I jumped from the car, pants help up with one hand and crab walked to the half bath – before I could sit down, a release like Niagara boomed forth. The inside porcelain was completely covered with a black tarry substance that clung despite numerous flushings. And the odor – the dead dog smell had now progressed to a rotting goat corpse – the fan was no use and because the bowel was ongoing in expunging the contents – I was trapped. After a five-minute battle, I finally staggered to my bedroom and collapsed.

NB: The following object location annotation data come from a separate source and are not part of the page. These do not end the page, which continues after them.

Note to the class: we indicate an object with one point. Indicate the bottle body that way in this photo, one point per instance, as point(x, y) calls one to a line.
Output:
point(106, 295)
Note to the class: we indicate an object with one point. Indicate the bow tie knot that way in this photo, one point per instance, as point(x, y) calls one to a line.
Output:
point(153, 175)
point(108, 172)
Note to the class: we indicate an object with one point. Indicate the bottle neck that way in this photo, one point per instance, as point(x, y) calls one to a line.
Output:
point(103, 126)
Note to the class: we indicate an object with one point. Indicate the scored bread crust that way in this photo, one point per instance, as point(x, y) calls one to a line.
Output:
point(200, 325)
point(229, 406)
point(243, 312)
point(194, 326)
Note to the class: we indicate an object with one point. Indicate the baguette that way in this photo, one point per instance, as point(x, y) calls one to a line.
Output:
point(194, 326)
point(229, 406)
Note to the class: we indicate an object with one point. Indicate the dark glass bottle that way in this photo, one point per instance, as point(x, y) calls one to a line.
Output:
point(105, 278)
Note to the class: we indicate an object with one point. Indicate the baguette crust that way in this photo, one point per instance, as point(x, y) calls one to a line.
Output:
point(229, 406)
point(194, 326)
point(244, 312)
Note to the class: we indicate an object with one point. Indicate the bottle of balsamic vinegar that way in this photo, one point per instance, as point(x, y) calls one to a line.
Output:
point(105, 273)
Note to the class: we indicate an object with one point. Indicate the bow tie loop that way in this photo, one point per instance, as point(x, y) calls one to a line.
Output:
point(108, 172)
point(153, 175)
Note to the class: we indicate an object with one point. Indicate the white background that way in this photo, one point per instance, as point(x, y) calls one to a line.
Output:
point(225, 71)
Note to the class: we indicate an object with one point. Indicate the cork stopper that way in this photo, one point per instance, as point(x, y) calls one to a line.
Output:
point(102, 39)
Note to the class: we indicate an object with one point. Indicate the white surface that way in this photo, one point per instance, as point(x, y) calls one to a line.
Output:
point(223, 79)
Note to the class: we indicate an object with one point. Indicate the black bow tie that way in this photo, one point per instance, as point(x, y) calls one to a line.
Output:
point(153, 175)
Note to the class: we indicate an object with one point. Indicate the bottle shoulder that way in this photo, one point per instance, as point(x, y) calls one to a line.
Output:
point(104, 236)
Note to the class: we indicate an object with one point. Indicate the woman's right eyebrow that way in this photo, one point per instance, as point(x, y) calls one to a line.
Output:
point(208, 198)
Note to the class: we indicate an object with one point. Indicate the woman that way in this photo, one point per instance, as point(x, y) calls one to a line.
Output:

This should have been the end of the ordeal, but no, several trips to the Quarto de la Bano were necessary and the methane kept coming – much of it exiting with a noise like a sheet being ripped in half. Finally around 1:30 I took a sleeping pill and was able to hang on until 7:00 AM when things started up again.
As my attorney what would you say – do I have a case – should there be a surgeon general’s warning on the package – I shall await your response with eager anticipation.
Jose – Holding his own today
Unfortunately all men are affected by the emission of greenhouse gases when certain food varieties are consumed. In my group of friends we kept track of certain events where methane came forth and was of unbelievable potency, length, volume and distance.
There were three such incidents that live on in our stories of one another. First is the Grand Champion – Roland, a known lethicin consumer. He let fly in a theatre in Vernal Utah, giving a gentle laugh as he did so. It was the all time Grand Daddy of Silent but Deadly. At first we couldn’t believe the creeping rotten cabbage smell, which spread and increased in strength rather than dissipated. Eye’s reddened, nose hairs fell out, lungs ceased to function. Eventually we had to get up and leave the theatre along with the crowd who was rushing the exits. I’ve never seen an emission that could clear an entire theatre.
The Unfortunate Ruth Incident – four of us plus Glenn’s girlfriend Ruth were standing in concourse B at the Salt Lake Airport. All of a sudden the air became thick with the odor of sulphur mixed with rotten skunk. Our eyes began to water, breathing was painful, but none wanted to break away and be named the culprit. Ben did take a backward step or two, claiming he had to bail out or die. No one would fess up and so we blamed Ruth. Later on, in a moment of weakness, we found out that it was Stan, he of politeness and decorum. This revelation, was of course a mistake, since at every opportunity we tell and expand the story.
Ben, Steve, and Stan insist that I have a firm hold on third place, which I highly dispute. The unfortunate incident came during a tennis road to trip to Colorado. Being overcome with expansion after a meal of chow mien topped off with Cattle Drive Chili, I did release a bit of gas before winding down the window. There were instant gasps and cries, hands jumping toward the window handles and a screeching halt as the car slid sideways off the shoulder of the road. I was laughing and gasping at the same time as they jumped out of the car, doors left open, curses flying, running from the vehicle. It really wasn’t all that bad, certainly not bad enough to garner third place. But unfortunately I’ve had to defend this stain on my character over and over.